MSCI All-Country World Index dropped 1.3 percent yesterday for a third day of losses. That was the biggest retreat since Oct. 10 and the lowest level since Oct. 30.
U.S. Losses
WTI traded at $61.37 a barrel after reaching $60.94 yesterday while Brent crude added 0.6 percent to $64.61 after falling below $65 for the first time since 2009.
The S&P 500 has declined 2.4 percent since closing at a record Dec. 5. Energy shares tumbled 3.3 percent to the lowest since April 2013, while oil and gas producers led the slide in European equities and Canadian shares. The gauge has advanced 9.6 percent in 2014, heading for a third year of gains, fueled by better-than-forecast economic data and corporate earnings.
The yen surged yesterday, jumping 1.5 percent to 117.98 per dollar, and capping its biggest three-day gain since August 2013. Japan’s currency rose 0.9 percent to 146.82 per euro yesterday. South Korea’s won was 0.3 percent stronger today after the country’s central bank held rates unchanged for a second month.
The Bloomberg Dollar Spot Index swung between gains and losses as the JPMorgan Global FX Volatility Index held at the highest level since September 2013. Malaysia’s ringgit fell 0.3 percent to 3.4890 against the greenback.
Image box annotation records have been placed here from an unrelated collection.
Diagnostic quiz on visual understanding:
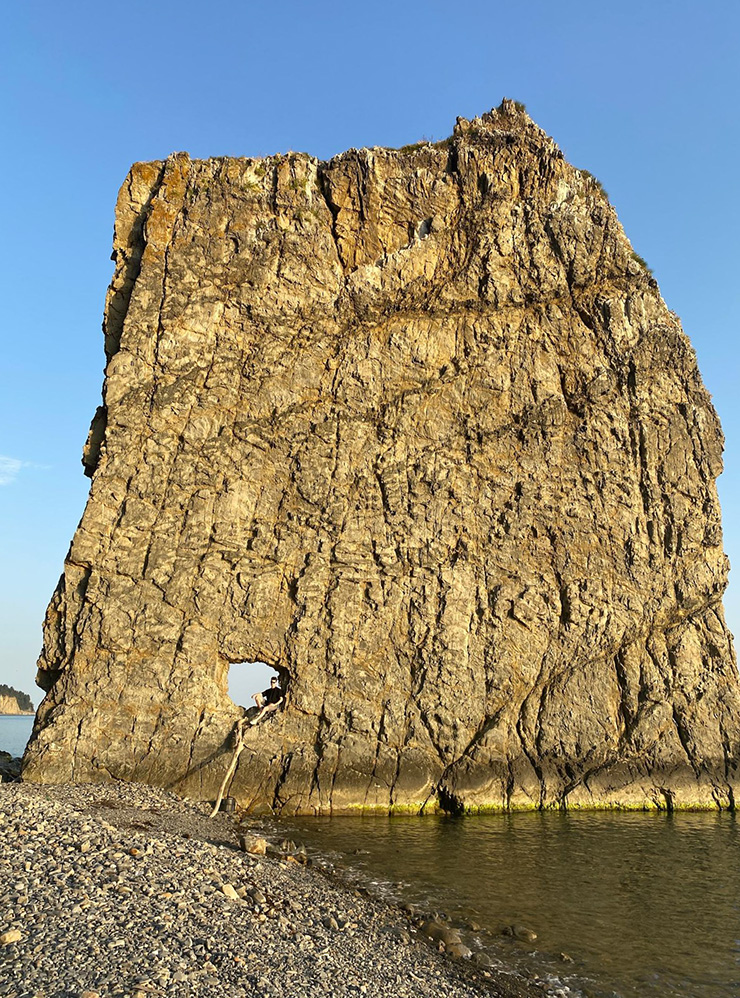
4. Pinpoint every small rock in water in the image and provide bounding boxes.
[421,922,462,947]
[239,832,267,856]
[446,943,473,960]
[503,925,537,943]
Lower oil prices are seen as weighing on the Southeast Asian nation’s exports.
Australian Jobs
The Aussie was little changed at 83.21 U.S. cents. Employment in Australia increased by 42,700 in November, versus an estimate for a gain of 15,000, while the unemployment rate rose to 6.3 percent. October’s job-increase figure was revised down to 13,700.
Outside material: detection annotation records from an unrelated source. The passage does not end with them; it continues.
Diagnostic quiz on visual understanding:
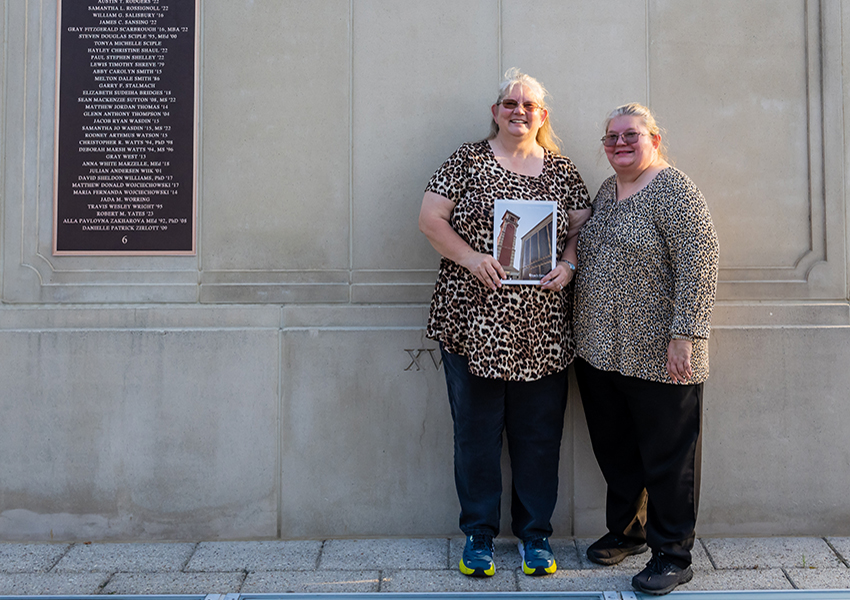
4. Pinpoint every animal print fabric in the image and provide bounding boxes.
[426,141,590,381]
[575,167,718,384]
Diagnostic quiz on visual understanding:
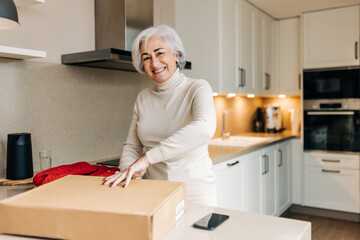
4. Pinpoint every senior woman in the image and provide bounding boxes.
[104,26,217,205]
New Zealand’s dollar weakened 0.2 percent to 77.94 U.S. cents after soaring 1.7 percent into yesterday’s close as the central bank said future interest-rate increases can be expected.
OPEC lowered its projected output for next year by about 300,000 barrels a day to 28.9 million. Prices now are below what 10 of OPEC’s 12 members need for their annual budgets to break even, according to data compiled by Bloomberg, with Kuwait and Qatar the exceptions.
FTSE Outlook

Todays pivot is 6521 so that is initial resistance, though I am expecting yesterday evenings weakness to continue and test the bottom of that 30 minute channel. Which nicely coincides with the bottom of the 10 day Bianca and 20 day Raff. If we break below 6444 then flip to short for a run down to 6380 or lower. if we were to break the pivot then the next resistance is 6640, followed by 6684 where we have the top of the 10 day Bianca. Would have to be a really bullish day to have a hope of getting that high – unlikely unless we have some intervention or oil does an about face. I can see oil settling around $55 a barrel for the next few years… just a hunch. A lot of equity bulls will have been burnt now trying to catch the bottom of this ready for the Santa Rally (if it comes). 72% of IG clients are still long so we should in theory drop bit further to stop out a few more. Until thats below 50% I wouldn’t expect any big bursts upward.